Maine passes assisted outpatient treatment law

By Phyllis Hanlon
June 1st, 2010

In April, Maine enhanced its existing Progressive Treatment Plan, which authorized two public hospitals – Dorothea Dix Psychiatric Center in Bangor and Riverview Psychiatry Center in Augusta – to ask the courts for a commitment order of community-based treatment for six months with services provided by the Assertive Community Treatment program.

Some of the provisions in the new law include expanding the criteria for involuntary commitment, extending the treatment timeframe from six to 12 months and allowing licensed physicians, registered physician’s assistants, certified psychiatric clinical nurse specialists, nurse practitioners and licensed clinical psychologists to sign involuntary commitment papers. Maine’s assisted outpatient treatment (AOT) law takes effect July 1 when the current Progressive Treatment Plan expires.

Sen. Peter Mills (R-Corvine), one of the authors of the bill, says the AOT law also expands the numbers of agencies permitted to invoke this mandatory outpatient treatment for community-dwelling individuals with mental illness.

Several studies have found assisted outpatient treatment offers a number of benefits: fewer hospital admissions; reduced homelessness, arrests, violence and victimization; improved treatment compliance and a decrease in substance abuse problems.

Kristina M. Ragosta, Esq., legislative and policy counsel for the Treatment Advocacy Center, reiterates the importance of implementing assisted outpatient treatment laws. “First and foremost, these types of laws are not punitive. They are designed to help those individuals whose illness renders them incapable of understanding that they are sick and therefore do not volunteer for necessary services. For this subset of the most mentally ill, no amount of money spent on services will ever be enough to engage them in treatment,” she says. “This is a gap that existed in the law in Maine, as far as consumers accessing community services and is another tool to try and get people help before they end up in more restrictive, more expensive hospital or jail settings.”

Ragosta reassures those concerned about civil rights violations that such privileges are not restricted by AOT laws, because “the illness and their consequent symptoms, not the treatment, restricts civil liberties.” She points out that some of the AOT laws across the country are more than 20 years old and have never been overturned by the U.S. Supreme Court. “In addition, various provisions of assisted outpatient treatment laws were tested and found constitutional by state courts throughout the country,” she says. “For instance, Kendra’s Law in New York has been upheld through a series of challenges over the past 10 years.”

Ragosta adds, “Assisted outpatient treatment minimizes the need for incarceration, restraints and involuntary inpatient commitment, allowing individuals to retain more of their civil liberties. It is neither civil nor right to leave people psychotic when so many who have been spared that fate later say they wish someone had stepped in to save them and restore their ability to reason again.”

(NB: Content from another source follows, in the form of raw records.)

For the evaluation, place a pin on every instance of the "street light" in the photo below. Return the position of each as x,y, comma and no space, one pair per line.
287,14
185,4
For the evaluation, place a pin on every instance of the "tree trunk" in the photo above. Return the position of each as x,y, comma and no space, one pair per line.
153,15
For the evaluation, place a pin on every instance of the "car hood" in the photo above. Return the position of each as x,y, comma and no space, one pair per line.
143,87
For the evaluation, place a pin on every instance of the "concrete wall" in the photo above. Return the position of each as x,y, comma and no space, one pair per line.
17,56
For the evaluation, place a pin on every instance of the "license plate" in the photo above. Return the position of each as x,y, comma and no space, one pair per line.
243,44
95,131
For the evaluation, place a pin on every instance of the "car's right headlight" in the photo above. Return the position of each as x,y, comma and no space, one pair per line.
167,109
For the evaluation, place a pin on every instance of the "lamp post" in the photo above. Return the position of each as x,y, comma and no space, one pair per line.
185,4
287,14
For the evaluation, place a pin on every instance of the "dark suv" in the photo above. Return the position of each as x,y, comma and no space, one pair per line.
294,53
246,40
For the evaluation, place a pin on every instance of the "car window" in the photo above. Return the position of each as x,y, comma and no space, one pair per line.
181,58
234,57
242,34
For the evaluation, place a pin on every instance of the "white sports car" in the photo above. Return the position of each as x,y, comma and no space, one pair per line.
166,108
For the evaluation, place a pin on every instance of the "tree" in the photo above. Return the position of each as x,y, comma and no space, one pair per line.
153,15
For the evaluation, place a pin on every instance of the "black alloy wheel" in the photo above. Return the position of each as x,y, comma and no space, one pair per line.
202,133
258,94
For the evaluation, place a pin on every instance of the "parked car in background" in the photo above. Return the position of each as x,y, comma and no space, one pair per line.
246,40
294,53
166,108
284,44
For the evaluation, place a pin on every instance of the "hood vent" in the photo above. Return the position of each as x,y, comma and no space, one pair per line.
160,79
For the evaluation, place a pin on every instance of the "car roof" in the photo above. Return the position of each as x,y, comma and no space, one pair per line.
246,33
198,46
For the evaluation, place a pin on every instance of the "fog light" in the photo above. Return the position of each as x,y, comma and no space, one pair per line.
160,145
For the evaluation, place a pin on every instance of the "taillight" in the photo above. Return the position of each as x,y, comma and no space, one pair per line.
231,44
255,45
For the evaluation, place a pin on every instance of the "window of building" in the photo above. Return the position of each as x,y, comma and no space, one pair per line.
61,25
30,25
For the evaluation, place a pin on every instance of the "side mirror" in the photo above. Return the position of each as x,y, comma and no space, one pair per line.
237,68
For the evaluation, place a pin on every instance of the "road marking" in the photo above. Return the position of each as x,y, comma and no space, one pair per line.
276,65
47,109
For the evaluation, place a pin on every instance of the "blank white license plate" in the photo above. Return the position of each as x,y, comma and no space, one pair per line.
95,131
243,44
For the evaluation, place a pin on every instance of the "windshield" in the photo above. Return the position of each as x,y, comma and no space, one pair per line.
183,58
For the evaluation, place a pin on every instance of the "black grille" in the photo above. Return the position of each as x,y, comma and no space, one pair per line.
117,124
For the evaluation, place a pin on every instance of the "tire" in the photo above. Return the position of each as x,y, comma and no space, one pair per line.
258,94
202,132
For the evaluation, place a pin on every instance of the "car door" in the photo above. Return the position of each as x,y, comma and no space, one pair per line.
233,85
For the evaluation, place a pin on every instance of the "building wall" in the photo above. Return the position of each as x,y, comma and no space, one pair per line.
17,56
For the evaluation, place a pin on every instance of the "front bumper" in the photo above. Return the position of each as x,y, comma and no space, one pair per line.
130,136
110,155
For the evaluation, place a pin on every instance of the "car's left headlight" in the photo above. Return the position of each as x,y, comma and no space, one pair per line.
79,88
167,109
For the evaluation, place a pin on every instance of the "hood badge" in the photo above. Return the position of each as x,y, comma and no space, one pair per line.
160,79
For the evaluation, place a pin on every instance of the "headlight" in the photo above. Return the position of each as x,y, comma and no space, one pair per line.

Forty-four states now have AOT laws on the books. In New England, only two states remain without such legislation. John Mehm, president of the Connecticut Psychological Association, reports that Connecticut has never adopted involuntary outpatient commitment or AOT laws. Massachusetts follows the Rogers Order, which gives the court the right to order an individual, whether inpatient or outpatient and unable to make decisions, to take medication.

The National Alliance on Mental Illness in Maine (NAMI-Maine) took no position on this legislation, according to Executive Director Carol Carothers, LCPC, LADC.